Perturbée par ce récit, Gayane s’est rendue au village pour essayer de comprendre la situation. « Dans cette région, la violence conjugale est la norme. Il s’est avérée que la mère était aussi victime de la violence de son mari. J’ai commencé à l’aider dans ses démarches de divorce, mais elle n’avait nulle part où aller. Alors je l’ai aidée à trouver un emploi. »
« Il m’est apparu que c’était là un problème qui était passé sous silence et dont personne ne parlait, pas même les journalistes, ni nos représentants politiques. Un grand nombre de nos institutions sont défaillantes depuis des décennies. J’ai compris que la tâche était immense et j’ai commencé à travailler avec des personnes qui partageaient mes préoccupations. »
Avec le temps, le travail de Gayane s’est recentré sur les droits des enfants et sur les questions de santé sociale en général. « De nombreux problèmes dans notre société découlent de l’absence d’éducation. J’ai commencé à organiser des discussions et des réunions pour protéger les droits des groupes vulnérables. »

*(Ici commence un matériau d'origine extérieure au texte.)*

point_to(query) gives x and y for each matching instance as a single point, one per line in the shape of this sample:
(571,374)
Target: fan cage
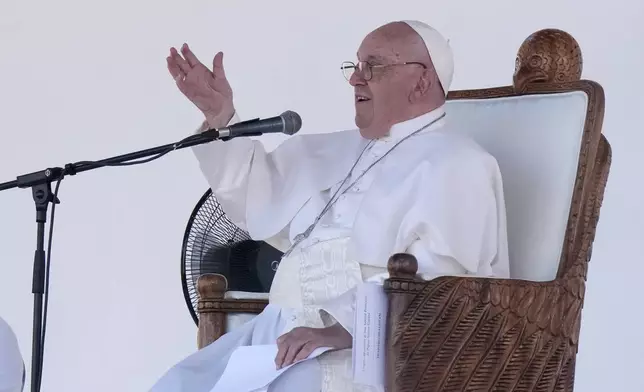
(214,244)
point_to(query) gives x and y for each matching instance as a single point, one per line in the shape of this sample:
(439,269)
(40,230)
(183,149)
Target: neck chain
(336,196)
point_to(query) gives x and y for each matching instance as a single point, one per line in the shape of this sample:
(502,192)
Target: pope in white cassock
(340,204)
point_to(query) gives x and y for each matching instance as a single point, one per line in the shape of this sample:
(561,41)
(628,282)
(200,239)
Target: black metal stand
(40,182)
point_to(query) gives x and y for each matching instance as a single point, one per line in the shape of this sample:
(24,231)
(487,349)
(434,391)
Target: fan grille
(214,244)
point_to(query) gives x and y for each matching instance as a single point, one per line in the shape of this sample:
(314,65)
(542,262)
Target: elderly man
(339,204)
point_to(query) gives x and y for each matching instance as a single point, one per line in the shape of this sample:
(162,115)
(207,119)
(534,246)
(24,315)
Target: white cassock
(12,368)
(437,195)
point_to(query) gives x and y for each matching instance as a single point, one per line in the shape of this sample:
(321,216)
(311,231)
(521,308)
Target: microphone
(288,122)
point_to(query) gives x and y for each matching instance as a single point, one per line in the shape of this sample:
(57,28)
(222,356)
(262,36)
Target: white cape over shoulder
(439,188)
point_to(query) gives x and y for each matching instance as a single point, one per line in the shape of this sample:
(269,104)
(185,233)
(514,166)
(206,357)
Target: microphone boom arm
(40,182)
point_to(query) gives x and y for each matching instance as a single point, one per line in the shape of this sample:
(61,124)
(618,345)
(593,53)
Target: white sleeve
(226,165)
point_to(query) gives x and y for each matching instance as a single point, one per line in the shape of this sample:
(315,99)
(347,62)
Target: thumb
(218,64)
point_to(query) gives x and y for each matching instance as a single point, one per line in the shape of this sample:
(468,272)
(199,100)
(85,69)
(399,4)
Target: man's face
(383,94)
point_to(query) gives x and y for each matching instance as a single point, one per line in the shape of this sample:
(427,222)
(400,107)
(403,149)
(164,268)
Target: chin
(361,122)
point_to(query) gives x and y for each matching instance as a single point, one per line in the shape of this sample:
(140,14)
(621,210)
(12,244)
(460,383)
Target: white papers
(369,334)
(252,368)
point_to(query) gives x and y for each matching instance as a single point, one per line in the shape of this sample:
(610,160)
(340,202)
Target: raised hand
(208,90)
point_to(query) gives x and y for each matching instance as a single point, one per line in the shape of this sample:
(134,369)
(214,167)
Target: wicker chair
(479,334)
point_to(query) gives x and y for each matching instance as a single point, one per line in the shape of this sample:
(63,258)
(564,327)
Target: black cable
(71,170)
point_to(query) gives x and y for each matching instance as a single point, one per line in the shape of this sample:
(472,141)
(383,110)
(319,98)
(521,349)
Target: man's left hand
(299,343)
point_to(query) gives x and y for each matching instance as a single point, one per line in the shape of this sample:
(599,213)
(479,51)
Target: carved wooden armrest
(213,307)
(480,334)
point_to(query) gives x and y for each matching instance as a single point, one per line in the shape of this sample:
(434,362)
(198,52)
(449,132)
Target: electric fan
(213,244)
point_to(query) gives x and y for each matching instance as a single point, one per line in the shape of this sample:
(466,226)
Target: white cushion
(536,140)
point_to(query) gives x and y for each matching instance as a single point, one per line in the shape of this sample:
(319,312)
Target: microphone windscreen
(292,122)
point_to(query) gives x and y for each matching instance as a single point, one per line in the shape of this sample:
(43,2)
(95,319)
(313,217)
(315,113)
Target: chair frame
(480,334)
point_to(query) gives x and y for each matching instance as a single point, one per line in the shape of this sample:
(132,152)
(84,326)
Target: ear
(423,86)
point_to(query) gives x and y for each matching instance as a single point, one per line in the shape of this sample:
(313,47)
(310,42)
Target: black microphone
(288,122)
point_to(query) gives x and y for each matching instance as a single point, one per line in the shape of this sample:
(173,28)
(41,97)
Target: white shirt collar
(402,129)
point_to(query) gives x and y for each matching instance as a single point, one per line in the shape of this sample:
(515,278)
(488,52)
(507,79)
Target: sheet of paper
(252,368)
(369,334)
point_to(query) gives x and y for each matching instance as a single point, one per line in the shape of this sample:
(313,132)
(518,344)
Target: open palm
(208,90)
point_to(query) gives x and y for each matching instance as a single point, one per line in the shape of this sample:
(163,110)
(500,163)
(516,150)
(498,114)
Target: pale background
(87,80)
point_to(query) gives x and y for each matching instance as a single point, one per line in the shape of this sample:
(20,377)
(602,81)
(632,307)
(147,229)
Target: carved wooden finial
(550,56)
(211,286)
(402,265)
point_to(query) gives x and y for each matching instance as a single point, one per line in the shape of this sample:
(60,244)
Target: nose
(356,79)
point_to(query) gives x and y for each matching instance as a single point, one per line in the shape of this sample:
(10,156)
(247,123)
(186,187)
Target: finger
(190,57)
(218,65)
(181,62)
(282,348)
(293,349)
(173,68)
(305,351)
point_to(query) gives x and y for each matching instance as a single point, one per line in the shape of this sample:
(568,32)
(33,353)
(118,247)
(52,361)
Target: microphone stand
(40,184)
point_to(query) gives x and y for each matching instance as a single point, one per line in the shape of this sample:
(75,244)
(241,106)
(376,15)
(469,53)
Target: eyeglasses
(366,70)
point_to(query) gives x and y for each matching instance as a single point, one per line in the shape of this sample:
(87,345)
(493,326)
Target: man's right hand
(209,91)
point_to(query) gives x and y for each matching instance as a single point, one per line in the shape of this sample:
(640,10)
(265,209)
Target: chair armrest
(462,333)
(215,303)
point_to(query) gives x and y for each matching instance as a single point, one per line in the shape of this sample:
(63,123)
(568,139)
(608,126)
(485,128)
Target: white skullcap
(439,51)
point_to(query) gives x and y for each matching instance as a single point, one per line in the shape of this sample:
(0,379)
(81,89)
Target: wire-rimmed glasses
(365,70)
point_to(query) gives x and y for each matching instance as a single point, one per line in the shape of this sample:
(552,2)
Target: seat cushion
(536,140)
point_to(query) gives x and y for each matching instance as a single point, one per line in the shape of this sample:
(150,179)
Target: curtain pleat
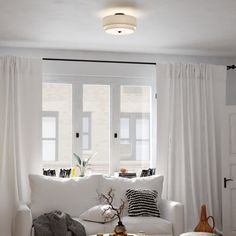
(20,133)
(188,120)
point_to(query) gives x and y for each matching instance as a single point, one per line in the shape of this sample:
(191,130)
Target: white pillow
(72,196)
(99,214)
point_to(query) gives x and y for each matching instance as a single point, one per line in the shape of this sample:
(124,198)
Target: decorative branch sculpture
(108,199)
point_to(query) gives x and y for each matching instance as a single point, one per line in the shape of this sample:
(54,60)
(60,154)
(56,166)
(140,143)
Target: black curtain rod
(101,61)
(232,67)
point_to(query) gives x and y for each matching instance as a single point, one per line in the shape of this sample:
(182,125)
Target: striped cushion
(142,202)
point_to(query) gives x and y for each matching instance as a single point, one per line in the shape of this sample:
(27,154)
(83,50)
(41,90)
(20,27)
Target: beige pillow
(99,214)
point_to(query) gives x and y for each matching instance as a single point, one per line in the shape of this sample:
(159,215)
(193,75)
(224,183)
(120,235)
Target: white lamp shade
(119,24)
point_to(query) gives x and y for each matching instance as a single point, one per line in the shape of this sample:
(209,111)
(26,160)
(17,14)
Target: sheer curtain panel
(190,103)
(20,133)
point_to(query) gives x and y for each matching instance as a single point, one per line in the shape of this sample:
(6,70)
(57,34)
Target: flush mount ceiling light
(119,24)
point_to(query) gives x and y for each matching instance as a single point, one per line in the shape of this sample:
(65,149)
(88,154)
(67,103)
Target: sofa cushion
(142,202)
(92,228)
(150,225)
(99,214)
(121,185)
(72,196)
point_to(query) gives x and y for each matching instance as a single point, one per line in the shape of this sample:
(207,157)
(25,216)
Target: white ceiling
(201,27)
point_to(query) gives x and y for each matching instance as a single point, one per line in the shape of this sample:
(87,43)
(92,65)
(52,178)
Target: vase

Soutenir le journalisme dans les régions
Gayane n’a jamais reculé devant les difficultés. Elle a passé 20 jours sur le front lors du récent conflit, en sa qualité de députée. Améliorer les conditions de vie dans les régions isolées et délaissées d’Arménie lui tient particulièrement à cœur.
« Nous avons réussi à maintenir les journalistes régionaux en place. Il est très important de les encourager à rester dans leur région et à nous informer, plutôt que de tout abandonner pour venir s’établir dans la capitale, ajoutant au déplorable phénomène qu’est la fuite des talents. À travers un programme d’encadrement et d’aide financière, nous leur permettons d’exercer leur métier dans leur région. »
La finalité n’est pas seulement d’être informés au quotidien, mais de former ces journalistes pour qu’ils soient capables de soulever des questions importantes, d’analyser et de rédiger des articles de fond. For Equal Rights a conclu des accords de coopération avec plusieurs médias régionaux et nationaux.
« Depuis 2018, suite à la Révolution, les fake news et les thèses trompeuses sont omniprésentes en Arménie. La plupart des médias, et quasiment toutes les chaînes de télévision appartiennent aux proches de l’ancien gouvernement non démocratique, qui mettent à profit leurs vastes ressources pour manipuler la société et influencer l’opinion publique. Sans compter que nous devons également composer avec l’influence de la Russie. Toutes les organisations de la société civile se sentent bien petites face à ce combat inégal, mais nous ne baisserons pas les bras », assure Gayane.